Under the truce agreement, Inkatha, the ANC and the government pledged to end the use of violence and inflammatory language against opponents. The signatories also promised to refrain from provocative public displays of arms and adhere to a new code of conduct for political parties and security forces.

Enforcing the agreement could be difficult. Hours after the signing, thousands of Inkatha supporters chanted, sang and staged mock battles with the short-handled stabbing spears and body-length hide shields that have been traditional Zulu weapons ever since the times of Shaka, their powerful 19th century ruler. Heavily armed government soldiers watched nervously. Meanwhile, ANC leader Nelson Mandela complained that if his organization had held a similar armed demonstration, the police would have used force or firearms.

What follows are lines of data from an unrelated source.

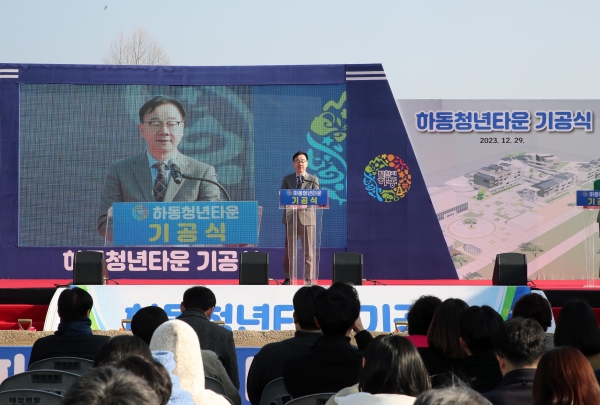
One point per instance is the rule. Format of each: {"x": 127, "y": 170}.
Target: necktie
{"x": 160, "y": 184}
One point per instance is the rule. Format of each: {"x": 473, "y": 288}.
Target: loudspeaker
{"x": 347, "y": 267}
{"x": 254, "y": 268}
{"x": 510, "y": 269}
{"x": 89, "y": 268}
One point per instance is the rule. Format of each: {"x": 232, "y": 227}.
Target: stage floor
{"x": 540, "y": 284}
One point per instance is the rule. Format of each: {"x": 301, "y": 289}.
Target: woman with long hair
{"x": 577, "y": 327}
{"x": 444, "y": 354}
{"x": 393, "y": 373}
{"x": 565, "y": 377}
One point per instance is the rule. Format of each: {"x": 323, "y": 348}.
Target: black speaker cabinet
{"x": 254, "y": 268}
{"x": 347, "y": 267}
{"x": 89, "y": 268}
{"x": 510, "y": 269}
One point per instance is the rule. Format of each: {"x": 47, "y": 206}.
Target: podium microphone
{"x": 178, "y": 176}
{"x": 176, "y": 173}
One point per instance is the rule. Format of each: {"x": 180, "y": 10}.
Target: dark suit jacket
{"x": 130, "y": 180}
{"x": 305, "y": 216}
{"x": 481, "y": 371}
{"x": 215, "y": 338}
{"x": 516, "y": 389}
{"x": 268, "y": 362}
{"x": 84, "y": 347}
{"x": 330, "y": 365}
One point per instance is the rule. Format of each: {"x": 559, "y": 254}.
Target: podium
{"x": 196, "y": 223}
{"x": 302, "y": 215}
{"x": 589, "y": 200}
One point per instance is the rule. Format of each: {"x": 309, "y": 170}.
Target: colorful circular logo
{"x": 140, "y": 212}
{"x": 387, "y": 178}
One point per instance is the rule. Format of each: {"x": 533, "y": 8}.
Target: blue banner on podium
{"x": 588, "y": 198}
{"x": 185, "y": 223}
{"x": 304, "y": 197}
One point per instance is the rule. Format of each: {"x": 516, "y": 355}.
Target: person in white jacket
{"x": 179, "y": 337}
{"x": 393, "y": 373}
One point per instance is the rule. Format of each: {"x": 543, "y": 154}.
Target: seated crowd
{"x": 453, "y": 354}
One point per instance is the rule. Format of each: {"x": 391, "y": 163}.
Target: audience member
{"x": 577, "y": 327}
{"x": 444, "y": 354}
{"x": 196, "y": 309}
{"x": 519, "y": 345}
{"x": 152, "y": 372}
{"x": 477, "y": 328}
{"x": 268, "y": 362}
{"x": 120, "y": 347}
{"x": 451, "y": 396}
{"x": 110, "y": 386}
{"x": 145, "y": 322}
{"x": 534, "y": 306}
{"x": 74, "y": 334}
{"x": 419, "y": 318}
{"x": 179, "y": 396}
{"x": 180, "y": 339}
{"x": 565, "y": 377}
{"x": 332, "y": 363}
{"x": 393, "y": 373}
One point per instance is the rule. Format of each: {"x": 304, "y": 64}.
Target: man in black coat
{"x": 519, "y": 344}
{"x": 196, "y": 309}
{"x": 268, "y": 362}
{"x": 477, "y": 327}
{"x": 74, "y": 337}
{"x": 332, "y": 363}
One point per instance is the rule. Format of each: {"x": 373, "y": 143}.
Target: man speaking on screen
{"x": 305, "y": 222}
{"x": 147, "y": 176}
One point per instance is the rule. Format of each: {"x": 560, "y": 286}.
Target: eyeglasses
{"x": 159, "y": 124}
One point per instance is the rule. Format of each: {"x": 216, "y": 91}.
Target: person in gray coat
{"x": 196, "y": 309}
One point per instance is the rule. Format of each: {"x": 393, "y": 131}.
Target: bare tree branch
{"x": 137, "y": 49}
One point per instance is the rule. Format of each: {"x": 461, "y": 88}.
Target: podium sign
{"x": 185, "y": 223}
{"x": 304, "y": 197}
{"x": 588, "y": 198}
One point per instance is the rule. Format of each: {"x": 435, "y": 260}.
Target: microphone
{"x": 176, "y": 173}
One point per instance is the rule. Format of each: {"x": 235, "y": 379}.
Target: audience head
{"x": 520, "y": 343}
{"x": 444, "y": 333}
{"x": 74, "y": 304}
{"x": 477, "y": 327}
{"x": 337, "y": 309}
{"x": 110, "y": 386}
{"x": 534, "y": 306}
{"x": 146, "y": 320}
{"x": 392, "y": 365}
{"x": 304, "y": 306}
{"x": 421, "y": 313}
{"x": 180, "y": 339}
{"x": 455, "y": 395}
{"x": 199, "y": 298}
{"x": 577, "y": 327}
{"x": 152, "y": 372}
{"x": 564, "y": 376}
{"x": 121, "y": 347}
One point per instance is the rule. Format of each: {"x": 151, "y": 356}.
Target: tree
{"x": 530, "y": 247}
{"x": 470, "y": 222}
{"x": 137, "y": 49}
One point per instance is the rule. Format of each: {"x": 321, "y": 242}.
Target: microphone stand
{"x": 185, "y": 176}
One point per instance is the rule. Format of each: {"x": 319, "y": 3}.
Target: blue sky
{"x": 481, "y": 49}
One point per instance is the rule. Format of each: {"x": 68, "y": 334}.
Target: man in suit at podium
{"x": 306, "y": 219}
{"x": 147, "y": 176}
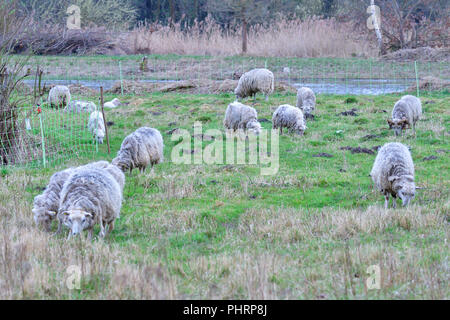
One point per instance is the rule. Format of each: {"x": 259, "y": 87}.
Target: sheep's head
{"x": 404, "y": 187}
{"x": 122, "y": 165}
{"x": 43, "y": 217}
{"x": 77, "y": 220}
{"x": 254, "y": 126}
{"x": 99, "y": 135}
{"x": 398, "y": 125}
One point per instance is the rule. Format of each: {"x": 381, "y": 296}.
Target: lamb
{"x": 59, "y": 96}
{"x": 79, "y": 106}
{"x": 393, "y": 173}
{"x": 96, "y": 126}
{"x": 306, "y": 101}
{"x": 406, "y": 112}
{"x": 112, "y": 104}
{"x": 45, "y": 205}
{"x": 240, "y": 116}
{"x": 90, "y": 196}
{"x": 290, "y": 117}
{"x": 139, "y": 149}
{"x": 253, "y": 81}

Mr. Mandela's bitter remarks reflect the suspicion ANC has openly expressed about Pretoria's conciliation efforts since it was officially disclosed the government had secretly funneled money to Inkatha rivals and its labor wing. To many ANC members and sympathizers, those revelations only confirmed what they had always suspected -- that the government was using Inkatha to undermine the ANC by whatever means necessary.

Mistrust is so deep in South Africa that the peace process is certain to be a very difficult one. Yet if provocations can be avoided and even an uneasy truce holds, the cause of peace will have been significantly enhanced. President F. W. de Klerk was right when he said those signing the peace accord "were under no illusions that it was a magic wand" but rather a "first step on the arduous road to peace."